# help create an effect like this



## golo83 (Feb 1, 2012)

can anyone help me/point me in the right way to create an effect like this? saw this guys effect on this picture and looks great!

My Photos

thank you


----------



## o hey tyler (Feb 1, 2012)

I learned something like this i a high school graphic design course.  It's not very hard to do.

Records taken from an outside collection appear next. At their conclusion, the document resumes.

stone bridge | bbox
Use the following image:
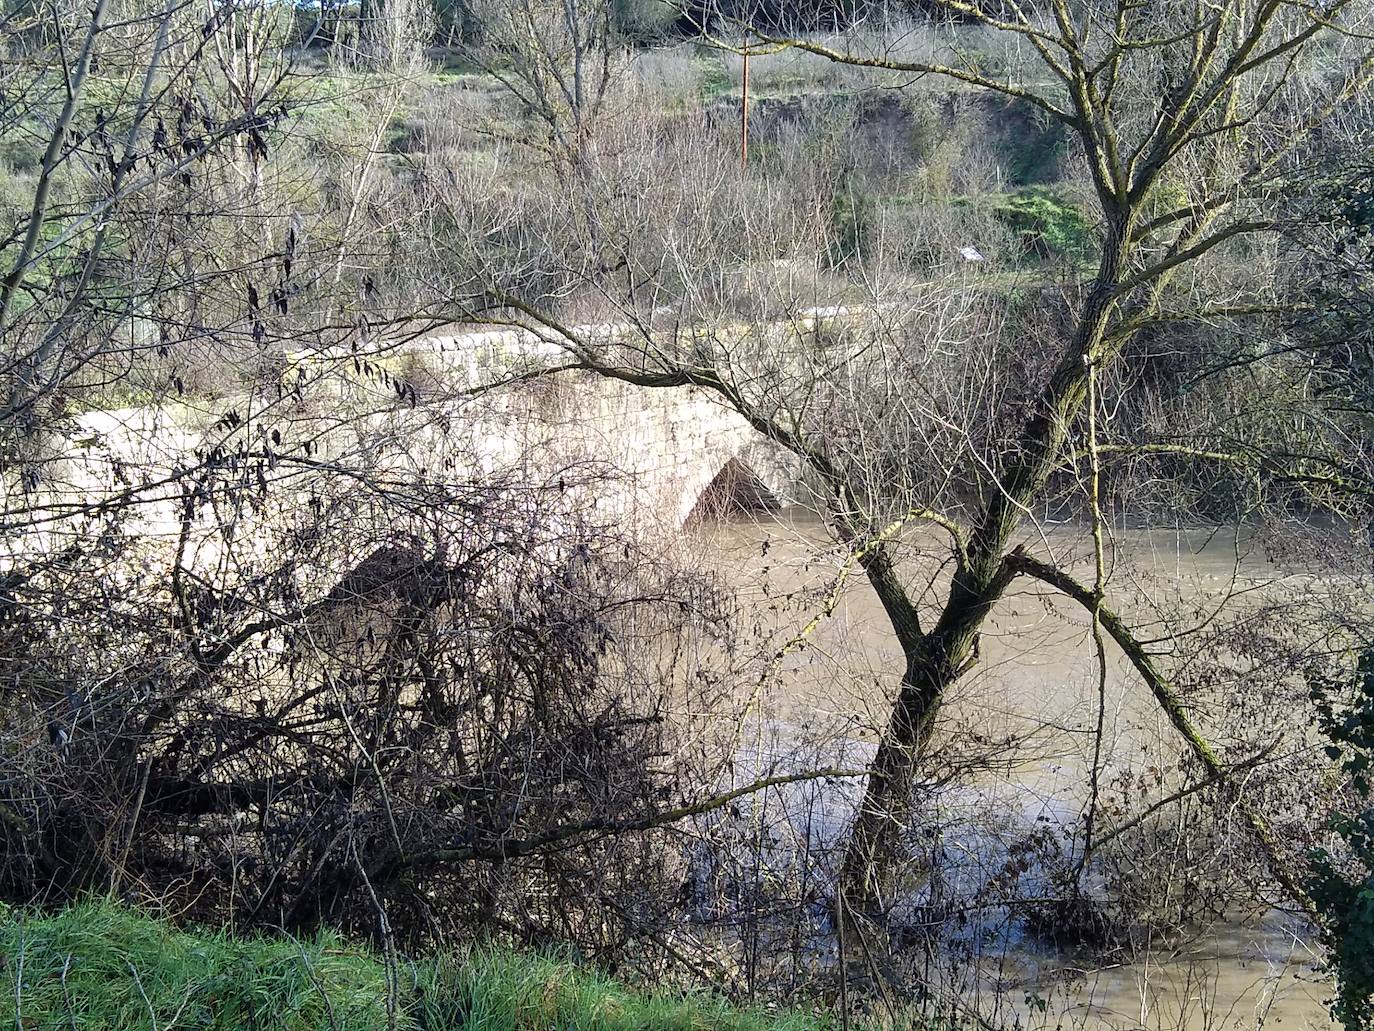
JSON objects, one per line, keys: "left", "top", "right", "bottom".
{"left": 14, "top": 312, "right": 850, "bottom": 562}
{"left": 380, "top": 323, "right": 815, "bottom": 526}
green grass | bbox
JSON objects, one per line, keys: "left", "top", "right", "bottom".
{"left": 0, "top": 903, "right": 390, "bottom": 1029}
{"left": 698, "top": 58, "right": 734, "bottom": 100}
{"left": 0, "top": 901, "right": 876, "bottom": 1030}
{"left": 419, "top": 950, "right": 855, "bottom": 1031}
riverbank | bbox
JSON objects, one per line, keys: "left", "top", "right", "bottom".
{"left": 0, "top": 901, "right": 892, "bottom": 1030}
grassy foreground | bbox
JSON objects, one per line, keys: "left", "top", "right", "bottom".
{"left": 0, "top": 901, "right": 860, "bottom": 1030}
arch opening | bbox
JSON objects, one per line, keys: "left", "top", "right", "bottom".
{"left": 684, "top": 457, "right": 781, "bottom": 525}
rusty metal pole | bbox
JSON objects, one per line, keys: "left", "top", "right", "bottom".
{"left": 740, "top": 36, "right": 750, "bottom": 167}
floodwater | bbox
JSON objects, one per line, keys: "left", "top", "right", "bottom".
{"left": 692, "top": 509, "right": 1342, "bottom": 1031}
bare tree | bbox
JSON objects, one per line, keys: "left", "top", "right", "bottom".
{"left": 438, "top": 0, "right": 1374, "bottom": 941}
{"left": 464, "top": 0, "right": 618, "bottom": 171}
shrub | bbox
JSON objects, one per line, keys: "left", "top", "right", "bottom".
{"left": 828, "top": 177, "right": 872, "bottom": 268}
{"left": 991, "top": 187, "right": 1096, "bottom": 264}
{"left": 1309, "top": 642, "right": 1374, "bottom": 1031}
{"left": 613, "top": 0, "right": 681, "bottom": 42}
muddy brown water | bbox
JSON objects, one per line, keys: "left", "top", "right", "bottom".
{"left": 691, "top": 510, "right": 1338, "bottom": 1031}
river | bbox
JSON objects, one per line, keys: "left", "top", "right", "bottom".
{"left": 689, "top": 509, "right": 1339, "bottom": 1031}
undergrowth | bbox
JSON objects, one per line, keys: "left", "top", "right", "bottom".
{"left": 0, "top": 901, "right": 869, "bottom": 1030}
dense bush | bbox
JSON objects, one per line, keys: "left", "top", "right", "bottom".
{"left": 0, "top": 447, "right": 725, "bottom": 955}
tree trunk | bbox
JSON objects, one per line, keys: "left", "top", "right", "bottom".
{"left": 837, "top": 563, "right": 1016, "bottom": 914}
{"left": 836, "top": 216, "right": 1132, "bottom": 916}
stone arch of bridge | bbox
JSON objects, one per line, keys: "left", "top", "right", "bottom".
{"left": 677, "top": 436, "right": 809, "bottom": 525}
{"left": 682, "top": 456, "right": 780, "bottom": 524}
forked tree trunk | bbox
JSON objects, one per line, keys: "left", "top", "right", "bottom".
{"left": 836, "top": 218, "right": 1132, "bottom": 916}
{"left": 836, "top": 568, "right": 1014, "bottom": 914}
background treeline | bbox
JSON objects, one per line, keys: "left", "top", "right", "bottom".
{"left": 295, "top": 0, "right": 977, "bottom": 49}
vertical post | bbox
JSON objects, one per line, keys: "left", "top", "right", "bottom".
{"left": 740, "top": 35, "right": 750, "bottom": 167}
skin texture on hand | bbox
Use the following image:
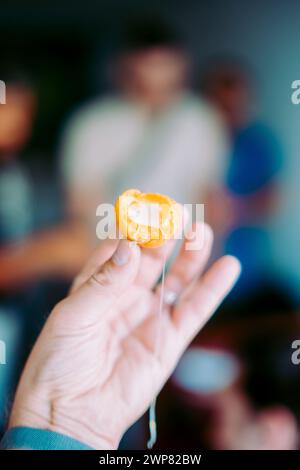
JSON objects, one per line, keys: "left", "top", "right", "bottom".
{"left": 8, "top": 223, "right": 241, "bottom": 449}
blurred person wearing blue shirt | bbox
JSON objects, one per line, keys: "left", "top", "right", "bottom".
{"left": 201, "top": 60, "right": 285, "bottom": 309}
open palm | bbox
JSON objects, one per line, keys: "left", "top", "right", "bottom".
{"left": 9, "top": 224, "right": 240, "bottom": 449}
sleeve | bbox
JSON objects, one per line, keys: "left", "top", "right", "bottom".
{"left": 227, "top": 123, "right": 283, "bottom": 195}
{"left": 0, "top": 427, "right": 94, "bottom": 450}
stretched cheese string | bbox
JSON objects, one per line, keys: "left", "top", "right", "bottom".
{"left": 147, "top": 253, "right": 167, "bottom": 449}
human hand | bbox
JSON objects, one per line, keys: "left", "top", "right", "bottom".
{"left": 9, "top": 223, "right": 240, "bottom": 449}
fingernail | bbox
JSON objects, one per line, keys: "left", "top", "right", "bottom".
{"left": 112, "top": 240, "right": 133, "bottom": 266}
{"left": 218, "top": 256, "right": 242, "bottom": 285}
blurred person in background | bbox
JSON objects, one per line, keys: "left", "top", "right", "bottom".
{"left": 0, "top": 77, "right": 91, "bottom": 294}
{"left": 0, "top": 67, "right": 75, "bottom": 431}
{"left": 191, "top": 60, "right": 298, "bottom": 449}
{"left": 201, "top": 59, "right": 288, "bottom": 313}
{"left": 0, "top": 67, "right": 78, "bottom": 294}
{"left": 0, "top": 69, "right": 35, "bottom": 245}
{"left": 61, "top": 17, "right": 227, "bottom": 221}
{"left": 0, "top": 69, "right": 38, "bottom": 430}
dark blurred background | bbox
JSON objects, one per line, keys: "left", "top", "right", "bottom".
{"left": 1, "top": 0, "right": 300, "bottom": 450}
{"left": 1, "top": 0, "right": 300, "bottom": 293}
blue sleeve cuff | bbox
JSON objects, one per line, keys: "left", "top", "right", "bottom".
{"left": 0, "top": 427, "right": 94, "bottom": 450}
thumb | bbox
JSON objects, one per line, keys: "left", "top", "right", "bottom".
{"left": 54, "top": 240, "right": 141, "bottom": 325}
{"left": 90, "top": 239, "right": 140, "bottom": 295}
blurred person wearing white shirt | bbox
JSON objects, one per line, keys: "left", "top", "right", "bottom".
{"left": 61, "top": 18, "right": 228, "bottom": 221}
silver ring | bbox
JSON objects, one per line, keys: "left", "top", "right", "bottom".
{"left": 163, "top": 289, "right": 178, "bottom": 306}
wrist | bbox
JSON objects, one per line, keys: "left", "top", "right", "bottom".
{"left": 9, "top": 395, "right": 120, "bottom": 450}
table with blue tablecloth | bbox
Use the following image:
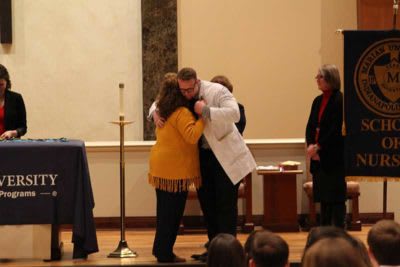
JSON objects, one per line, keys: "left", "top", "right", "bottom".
{"left": 0, "top": 139, "right": 98, "bottom": 259}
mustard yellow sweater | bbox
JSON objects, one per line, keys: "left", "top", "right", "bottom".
{"left": 149, "top": 107, "right": 204, "bottom": 192}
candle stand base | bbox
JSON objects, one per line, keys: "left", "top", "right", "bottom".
{"left": 108, "top": 240, "right": 137, "bottom": 258}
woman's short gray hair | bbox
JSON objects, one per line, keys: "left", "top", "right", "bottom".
{"left": 319, "top": 64, "right": 341, "bottom": 91}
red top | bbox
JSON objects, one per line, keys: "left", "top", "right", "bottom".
{"left": 0, "top": 106, "right": 4, "bottom": 135}
{"left": 315, "top": 90, "right": 332, "bottom": 144}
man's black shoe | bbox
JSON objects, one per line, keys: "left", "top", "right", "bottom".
{"left": 191, "top": 254, "right": 201, "bottom": 260}
{"left": 198, "top": 252, "right": 208, "bottom": 262}
{"left": 191, "top": 251, "right": 207, "bottom": 261}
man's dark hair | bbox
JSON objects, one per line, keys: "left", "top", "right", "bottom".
{"left": 207, "top": 233, "right": 246, "bottom": 267}
{"left": 177, "top": 67, "right": 197, "bottom": 81}
{"left": 367, "top": 219, "right": 400, "bottom": 265}
{"left": 304, "top": 226, "right": 355, "bottom": 251}
{"left": 250, "top": 230, "right": 289, "bottom": 267}
{"left": 0, "top": 64, "right": 11, "bottom": 90}
{"left": 244, "top": 230, "right": 259, "bottom": 264}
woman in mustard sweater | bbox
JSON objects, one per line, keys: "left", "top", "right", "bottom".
{"left": 149, "top": 73, "right": 204, "bottom": 263}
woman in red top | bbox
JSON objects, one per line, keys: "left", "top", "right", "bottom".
{"left": 0, "top": 64, "right": 27, "bottom": 139}
{"left": 306, "top": 64, "right": 346, "bottom": 228}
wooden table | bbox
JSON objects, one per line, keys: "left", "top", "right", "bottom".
{"left": 257, "top": 169, "right": 303, "bottom": 232}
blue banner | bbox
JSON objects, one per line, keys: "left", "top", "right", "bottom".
{"left": 343, "top": 30, "right": 400, "bottom": 178}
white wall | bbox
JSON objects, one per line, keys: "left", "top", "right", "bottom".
{"left": 177, "top": 0, "right": 357, "bottom": 139}
{"left": 0, "top": 0, "right": 143, "bottom": 141}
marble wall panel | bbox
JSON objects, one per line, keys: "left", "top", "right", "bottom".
{"left": 142, "top": 0, "right": 177, "bottom": 140}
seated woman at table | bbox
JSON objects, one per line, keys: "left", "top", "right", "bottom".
{"left": 148, "top": 72, "right": 204, "bottom": 263}
{"left": 0, "top": 64, "right": 27, "bottom": 139}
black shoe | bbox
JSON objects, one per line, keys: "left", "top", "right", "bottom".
{"left": 191, "top": 251, "right": 207, "bottom": 262}
{"left": 198, "top": 252, "right": 208, "bottom": 262}
{"left": 191, "top": 253, "right": 202, "bottom": 260}
{"left": 157, "top": 254, "right": 186, "bottom": 263}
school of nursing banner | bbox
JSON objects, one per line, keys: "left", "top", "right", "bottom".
{"left": 343, "top": 30, "right": 400, "bottom": 179}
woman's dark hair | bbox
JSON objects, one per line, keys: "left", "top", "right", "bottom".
{"left": 211, "top": 75, "right": 233, "bottom": 93}
{"left": 156, "top": 73, "right": 188, "bottom": 119}
{"left": 207, "top": 233, "right": 246, "bottom": 267}
{"left": 0, "top": 64, "right": 11, "bottom": 90}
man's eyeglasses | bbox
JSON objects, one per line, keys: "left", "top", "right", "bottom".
{"left": 180, "top": 88, "right": 195, "bottom": 94}
{"left": 180, "top": 82, "right": 197, "bottom": 94}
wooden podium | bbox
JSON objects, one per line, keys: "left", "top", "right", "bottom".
{"left": 257, "top": 169, "right": 303, "bottom": 232}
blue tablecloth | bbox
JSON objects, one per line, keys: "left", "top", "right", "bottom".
{"left": 0, "top": 139, "right": 98, "bottom": 258}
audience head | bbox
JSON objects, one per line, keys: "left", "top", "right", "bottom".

I just dont feel like typing out the technique on an iPad.

Maybe when I get home


----------



## mjhoward (Feb 1, 2012)

Just need a bunch of layers that are cropped, stroked, and drop shadowed.  Then the bottom most layer add a Gaussian blur... done.


----------



## CCericola (Feb 1, 2012)

golo83 said:


> can anyone help me/point me in the right way to create an effect like this? saw this guys effect on this picture and looks great!
> 
> My Photos
> 
> thank you



No, no it doesn't.


----------



## KmH (Feb 1, 2012)

What you linked to is a pretty sad example of what can be a much more professional looking edit.

Get a copy of the January/February 2010 edition of Photoshop User magazine and on page 74 there is a great tutorial by Corey Barker for using a gradient, different size and shape boxes, and blend modes of differing opacities for a very classy look.

$99 a year for a NAPP membership is peanuts if you want some of the best Photoshop resources available. (National Association of Photoshop Professionals) https://www.photoshopuser.com/signup?aid=luhgxq (Click on 'Benefits' to see what $99 gets you for a year.)


----------



## Peano (Feb 1, 2012)

golo83 said:


> can anyone help me/point me in the right way to create an effect like this?



What application are you using? If it's Photoshop, are you familiar with layers and layer styles?


----------



## golo83 (Feb 2, 2012)

Peano said:


> golo83 said:
> 
> 
> > can anyone help me/point me in the right way to create an effect like this?
> ...



photoshop CS5..pretty much beginner but quick learner 

i am from the UK but google directed me to this website which looks like a good place to learn from others


----------



## 2WheelPhoto (Feb 2, 2012)

KmH said:


> What you linked to is a pretty sad example of what can be a much more professional looking edit.
> 
> Get a copy of the January/February 2010 edition of Photoshop User magazine and on page 74 there is a great tutorial by Corey Barker for using a gradient, different size and shape boxes, and blend modes of differing opacities for a very classy look.
> 
> $99 a year for a NAPP membership is peanuts if you want some of the best Photoshop resources available. (National Association of Photoshop Professionals) https://www.photoshopuser.com/signup?aid=luhgxq (Click on 'Benefits' to see what $99 gets you for a year.)



+1 excellent stuff

And if you search around on our friend in Tampa's web site, Dave Cross, there is a discount code that will give you an extra 3 months for the year membership.


----------



## golo83 (Feb 4, 2012)

Peano said:


> golo83 said:
> 
> 
> > photoshop CS5..pretty much beginner but quick learner
> ...



Thank you! will have a go at it


----------